If anyone has time, they could compare execution in RStudio and a bare R console.
Also the issue has happened for some of the trainees but not all. Not sure whether it's all from Mac machines (mine and Vasilis were Mac).

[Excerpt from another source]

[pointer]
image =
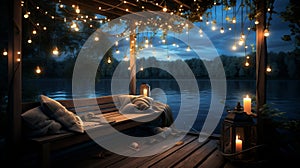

On my side, I've never had this issue in the past, using a bare R console or radian. It happened to me for the first time for this workshop, which was all on Rstudio.
I don't have a precise timing, but the machine would lag (without increasing RAM/CPU usage though) for a solid 2 minutes, then eventually successfully release the prompt.
Similar things have happened to us recently (in RStudio, not with this particular example data), and if I remember correctly it was solved by turning off the automatic code completion (Tools -> Global options -> Code -> Completion -> set Show code completions Manually).
FYI, happened again during Physalia scRNAseq workshop with @almeidasilvaf
We were using a rstudio-server instance running an AWS machine. @almeidasilvaf suggested that maybe this issue was related to rstudio-server specifically, since it did not ever happen when doing local analyses.